A Prefeitura de Goiânia estuda implantar um jardim de chuva no Viaduto João Alves de Queiroz, localizado no cruzamento das avenidas T-63 e 85, no Setor Bueno. A proposta prevê a substituição das antigas fontes ornamentais desativadas por uma estrutura moderna de drenagem sustentável, capaz de captar, armazenar e infiltrar parte da água das chuvas, contribuindo para a redução de alagamentos e sobrecarga do sistema pluvial da capital.
A possibilidade foi apresentada pelo prefeito Sandro Mabel por meio de consulta pública nas redes sociais, permitindo que a população participe da decisão entre a recuperação da fonte luminosa ou a implantação do novo equipamento ambiental. A iniciativa ocorre em meio às discussões sobre soluções urbanas para minimizar os impactos das chuvas intensas em Goiânia, especialmente em regiões altamente impermeabilizadas.
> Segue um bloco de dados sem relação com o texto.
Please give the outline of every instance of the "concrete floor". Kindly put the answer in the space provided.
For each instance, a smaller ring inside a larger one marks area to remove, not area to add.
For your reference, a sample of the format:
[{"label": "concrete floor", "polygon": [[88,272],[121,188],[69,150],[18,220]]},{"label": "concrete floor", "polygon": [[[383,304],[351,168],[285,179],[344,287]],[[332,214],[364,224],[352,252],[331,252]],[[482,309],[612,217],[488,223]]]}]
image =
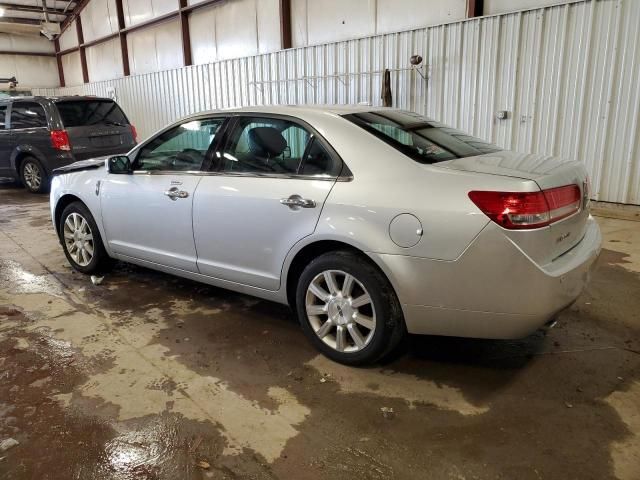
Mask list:
[{"label": "concrete floor", "polygon": [[279,305],[127,265],[93,285],[48,198],[0,185],[0,477],[638,479],[640,223],[600,223],[547,334],[354,369]]}]

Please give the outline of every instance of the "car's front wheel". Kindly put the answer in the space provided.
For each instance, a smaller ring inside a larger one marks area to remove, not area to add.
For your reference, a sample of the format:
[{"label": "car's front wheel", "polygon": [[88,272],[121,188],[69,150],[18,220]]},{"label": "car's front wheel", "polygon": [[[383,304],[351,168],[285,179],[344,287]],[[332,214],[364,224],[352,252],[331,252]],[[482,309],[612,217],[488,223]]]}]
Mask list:
[{"label": "car's front wheel", "polygon": [[348,251],[323,254],[307,265],[298,281],[296,309],[311,342],[347,365],[380,360],[405,333],[400,303],[387,278]]},{"label": "car's front wheel", "polygon": [[20,165],[20,179],[23,185],[32,193],[44,193],[49,188],[49,178],[40,162],[27,157]]},{"label": "car's front wheel", "polygon": [[82,273],[99,273],[111,266],[98,226],[89,209],[73,202],[64,209],[58,228],[64,254]]}]

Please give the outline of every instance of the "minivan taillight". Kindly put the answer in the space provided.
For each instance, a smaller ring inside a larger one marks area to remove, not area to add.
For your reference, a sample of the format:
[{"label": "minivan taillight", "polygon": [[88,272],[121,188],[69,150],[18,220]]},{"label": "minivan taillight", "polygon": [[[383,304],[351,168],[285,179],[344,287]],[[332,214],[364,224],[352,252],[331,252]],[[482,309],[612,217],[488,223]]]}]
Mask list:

Segundo estudos técnicos da Secretaria Municipal de Infraestrutura Urbana (Seinfra), o projeto do jardim de chuva já possui viabilidade analisada e poderá ser adaptado conforme a definição final. A estrutura funcionaria como uma área de retenção temporária da água da chuva, permitindo infiltração gradual no solo e reduzindo o volume direcionado imediatamente às galerias pluviais e aos cursos d’água da cidade.
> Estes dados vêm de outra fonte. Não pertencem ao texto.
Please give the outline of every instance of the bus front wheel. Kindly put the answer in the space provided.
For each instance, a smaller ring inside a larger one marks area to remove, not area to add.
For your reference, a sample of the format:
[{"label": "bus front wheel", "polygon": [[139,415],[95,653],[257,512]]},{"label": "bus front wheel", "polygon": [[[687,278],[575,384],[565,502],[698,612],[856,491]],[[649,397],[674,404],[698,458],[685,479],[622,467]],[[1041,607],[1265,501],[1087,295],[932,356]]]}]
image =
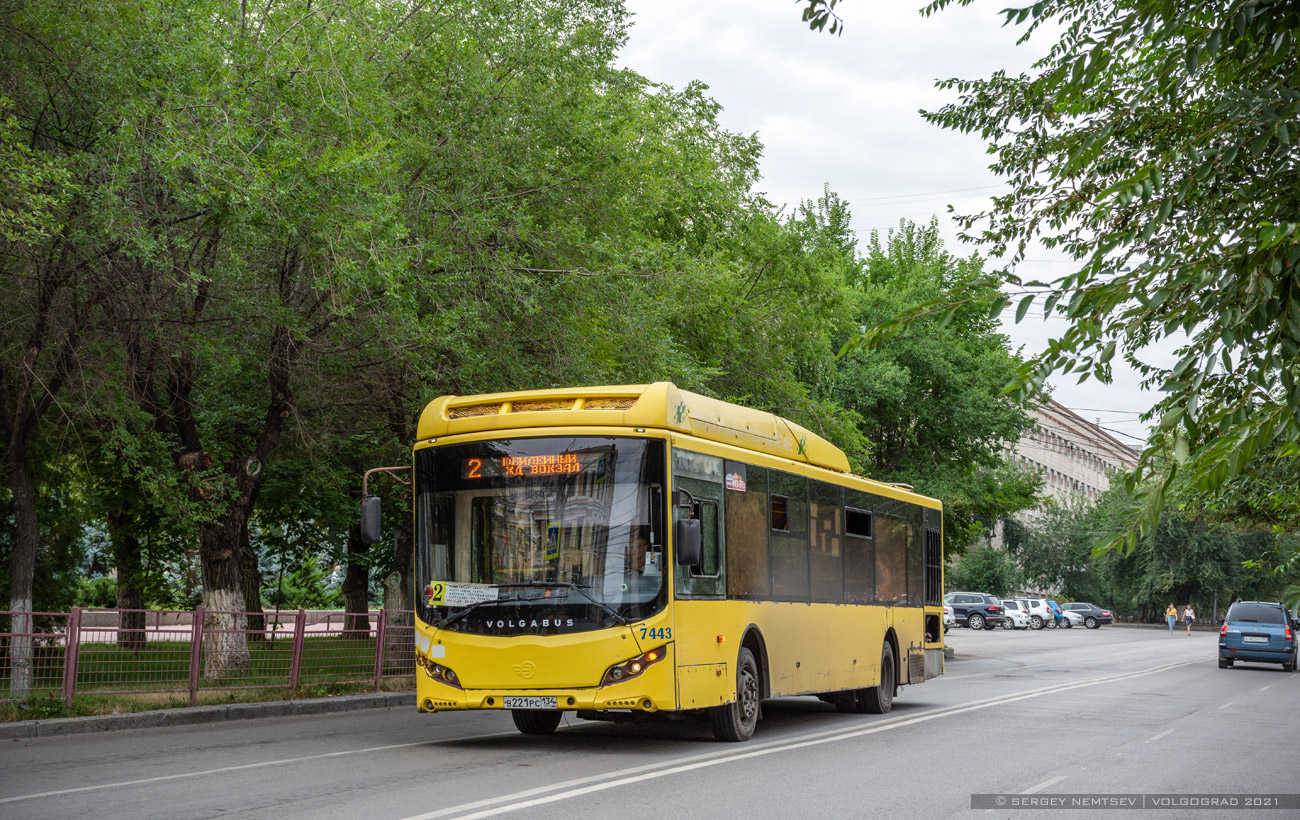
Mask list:
[{"label": "bus front wheel", "polygon": [[873,715],[883,715],[894,705],[894,685],[898,680],[894,674],[894,651],[889,648],[889,642],[885,642],[885,648],[880,653],[880,685],[869,686],[861,691],[858,696],[861,698],[864,711]]},{"label": "bus front wheel", "polygon": [[754,653],[741,647],[736,658],[736,699],[709,709],[709,728],[713,730],[713,736],[727,743],[753,737],[754,727],[758,725],[760,692]]},{"label": "bus front wheel", "polygon": [[560,725],[560,718],[564,716],[563,712],[550,709],[511,709],[510,717],[514,718],[515,728],[526,735],[550,735],[555,733],[555,729]]}]

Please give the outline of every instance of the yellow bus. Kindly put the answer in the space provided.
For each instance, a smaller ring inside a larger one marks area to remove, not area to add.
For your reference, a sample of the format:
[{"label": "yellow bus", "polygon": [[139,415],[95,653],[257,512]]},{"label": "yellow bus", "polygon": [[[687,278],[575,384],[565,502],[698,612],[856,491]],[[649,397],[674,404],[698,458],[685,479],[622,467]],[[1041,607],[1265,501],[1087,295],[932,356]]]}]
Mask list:
[{"label": "yellow bus", "polygon": [[942,505],[792,422],[660,382],[444,396],[417,437],[422,712],[742,741],[764,699],[883,713],[943,674]]}]

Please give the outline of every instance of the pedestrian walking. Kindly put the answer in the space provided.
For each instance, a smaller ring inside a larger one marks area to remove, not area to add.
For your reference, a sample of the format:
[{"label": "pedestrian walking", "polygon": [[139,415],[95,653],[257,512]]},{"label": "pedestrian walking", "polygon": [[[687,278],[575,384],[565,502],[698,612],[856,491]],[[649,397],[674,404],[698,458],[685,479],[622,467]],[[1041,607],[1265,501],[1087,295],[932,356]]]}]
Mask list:
[{"label": "pedestrian walking", "polygon": [[1173,604],[1170,604],[1169,608],[1165,610],[1165,620],[1169,622],[1169,634],[1174,634],[1174,622],[1178,620],[1178,610],[1174,608]]},{"label": "pedestrian walking", "polygon": [[1183,620],[1187,622],[1187,634],[1192,634],[1192,619],[1196,617],[1196,610],[1192,609],[1192,602],[1187,602],[1187,608],[1183,610]]}]

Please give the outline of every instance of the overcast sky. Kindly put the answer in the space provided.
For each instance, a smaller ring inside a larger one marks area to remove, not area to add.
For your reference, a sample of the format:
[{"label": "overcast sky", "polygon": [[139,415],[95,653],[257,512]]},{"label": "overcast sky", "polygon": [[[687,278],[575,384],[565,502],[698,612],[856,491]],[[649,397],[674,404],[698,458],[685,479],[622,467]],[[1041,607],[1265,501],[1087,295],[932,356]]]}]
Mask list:
[{"label": "overcast sky", "polygon": [[[1050,43],[1016,46],[1017,30],[1003,28],[998,14],[1005,2],[983,0],[929,18],[918,13],[921,5],[845,0],[836,10],[847,28],[835,37],[810,32],[793,0],[627,0],[634,18],[622,62],[654,82],[708,85],[723,107],[723,126],[762,141],[759,188],[771,201],[794,206],[829,183],[850,203],[862,240],[872,230],[883,238],[900,218],[935,215],[949,250],[965,256],[974,248],[957,240],[947,206],[978,210],[1007,188],[988,170],[978,135],[941,130],[917,111],[952,101],[936,79],[1025,70]],[[1019,271],[1026,278],[1072,270],[1046,250],[1030,257]],[[1037,308],[1031,313],[1041,316]],[[1014,345],[1036,353],[1062,326],[1027,319],[1008,321],[1005,330]],[[1167,345],[1149,357],[1171,351]],[[1114,433],[1142,436],[1138,414],[1157,396],[1142,391],[1126,366],[1115,375],[1112,385],[1056,378],[1053,395]]]}]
Especialistas em drenagem urbana defendem a medida como uma alternativa eficiente dentro do conceito de infraestrutura verde. O sistema atua como uma espécie de reservatório natural, diminuindo a velocidade do escoamento superficial e contribuindo para reduzir pontos de inundação durante eventos de precipitação intensa.
O coordenador do Plano Diretor de Drenagem Urbana de Goiânia destaca que estruturas desse tipo já são recomendadas em diversos pontos da cidade, principalmente em praças, canteiros centrais e áreas públicas estratégicas. A finalidade é ampliar a capacidade de absorção da água da chuva em uma capital que apresenta elevado índice de impermeabilização do solo.
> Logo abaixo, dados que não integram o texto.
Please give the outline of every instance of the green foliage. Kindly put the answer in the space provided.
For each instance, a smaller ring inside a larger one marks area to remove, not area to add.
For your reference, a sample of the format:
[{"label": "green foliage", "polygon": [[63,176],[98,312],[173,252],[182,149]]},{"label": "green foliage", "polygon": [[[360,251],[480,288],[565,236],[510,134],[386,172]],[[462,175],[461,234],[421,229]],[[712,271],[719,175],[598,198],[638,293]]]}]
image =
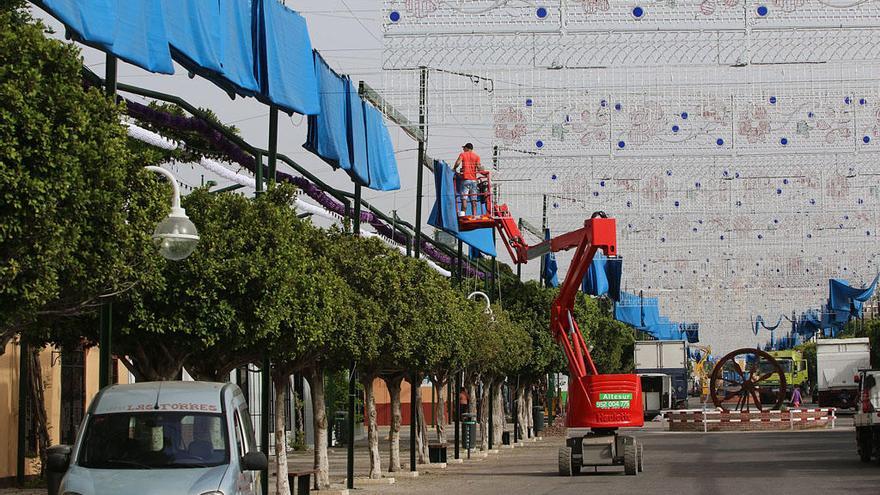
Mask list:
[{"label": "green foliage", "polygon": [[[183,360],[202,377],[219,377],[257,360],[268,336],[300,307],[310,229],[291,209],[294,189],[256,199],[200,189],[183,206],[201,240],[187,259],[167,263],[155,287],[136,287],[117,304],[118,351],[151,378],[173,376]],[[308,304],[323,301],[314,292]]]},{"label": "green foliage", "polygon": [[[816,367],[816,343],[815,342],[805,342],[799,346],[796,346],[795,349],[801,351],[804,356],[804,360],[807,362],[807,376],[810,380],[810,388],[815,389],[816,384],[818,383],[818,374]],[[873,353],[872,353],[873,354]],[[872,356],[873,362],[873,356]]]},{"label": "green foliage", "polygon": [[838,337],[868,337],[871,342],[871,367],[880,366],[880,319],[850,320]]},{"label": "green foliage", "polygon": [[20,6],[0,8],[0,337],[63,328],[99,296],[153,283],[164,261],[149,237],[168,205],[119,109],[83,89],[76,48]]}]

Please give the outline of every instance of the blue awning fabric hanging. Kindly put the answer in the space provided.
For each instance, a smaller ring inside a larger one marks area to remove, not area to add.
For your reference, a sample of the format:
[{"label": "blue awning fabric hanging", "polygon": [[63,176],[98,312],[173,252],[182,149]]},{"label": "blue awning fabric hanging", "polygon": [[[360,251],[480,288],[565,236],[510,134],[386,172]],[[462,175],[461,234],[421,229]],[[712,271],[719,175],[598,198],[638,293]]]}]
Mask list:
[{"label": "blue awning fabric hanging", "polygon": [[860,289],[850,286],[846,280],[837,278],[828,280],[828,309],[834,314],[835,321],[846,322],[852,315],[860,316],[862,305],[874,295],[878,281],[880,274],[874,277],[871,285]]},{"label": "blue awning fabric hanging", "polygon": [[623,275],[623,259],[608,258],[601,252],[593,257],[587,268],[581,290],[591,296],[605,296],[616,301],[620,299],[620,279]]},{"label": "blue awning fabric hanging", "polygon": [[467,232],[458,230],[458,207],[455,204],[454,172],[444,161],[434,161],[434,190],[437,199],[428,224],[452,234],[468,246],[478,249],[488,256],[497,256],[492,229],[475,229]]},{"label": "blue awning fabric hanging", "polygon": [[254,0],[260,93],[279,108],[302,115],[321,111],[309,28],[278,0]]},{"label": "blue awning fabric hanging", "polygon": [[[544,240],[551,239],[550,229],[544,229]],[[544,255],[544,285],[547,287],[559,287],[559,265],[556,263],[556,254],[547,253]]]},{"label": "blue awning fabric hanging", "polygon": [[370,164],[367,159],[367,128],[364,120],[364,102],[351,79],[345,78],[346,130],[349,175],[362,186],[370,185]]},{"label": "blue awning fabric hanging", "polygon": [[43,5],[83,43],[150,72],[174,74],[162,2],[44,0]]},{"label": "blue awning fabric hanging", "polygon": [[364,102],[364,120],[367,130],[367,162],[370,165],[370,189],[395,191],[400,189],[397,157],[382,112]]},{"label": "blue awning fabric hanging", "polygon": [[314,52],[314,67],[321,102],[319,115],[309,116],[307,150],[323,158],[333,168],[351,170],[348,151],[348,109],[346,81],[336,74],[324,57]]}]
Além da função hidráulica, os jardins de chuva também possuem papel ambiental relevante. A vegetação e as camadas filtrantes ajudam a reter resíduos e poluentes transportados pelas enxurradas, reduzindo a carga contaminante que chega aos córregos e contribuindo para a melhoria da qualidade da água infiltrada no subsolo.
Para especialistas em arquitetura, urbanismo e engenharia, a transformação do espaço pode unir funcionalidade, paisagismo e sustentabilidade. A avaliação técnica aponta que a região do Setor Bueno concentra grande ocupação urbana e extensa cobertura asfáltica, cenário que favorece o rápido escoamento das águas pluviais e aumenta os riscos de alagamentos durante o período chuvoso.
A proposta também acompanha uma tendência adotada em grandes centros urbanos do Brasil e do exterior, baseada no conceito de “cidades-esponja”, modelo que utiliza soluções naturais para absorver, armazenar e retardar o fluxo das águas das chuvas, reduzindo impactos ambientais e melhorando a resiliência urbana.
Caso seja confirmada, a implantação do jardim de chuva representará uma mudança significativa na utilização de um dos espaços mais conhecidos da capital, combinando preservação urbana, modernização da infraestrutura e medidas de adaptação climática voltadas ao futuro da mobilidade e da drenagem em Goiânia.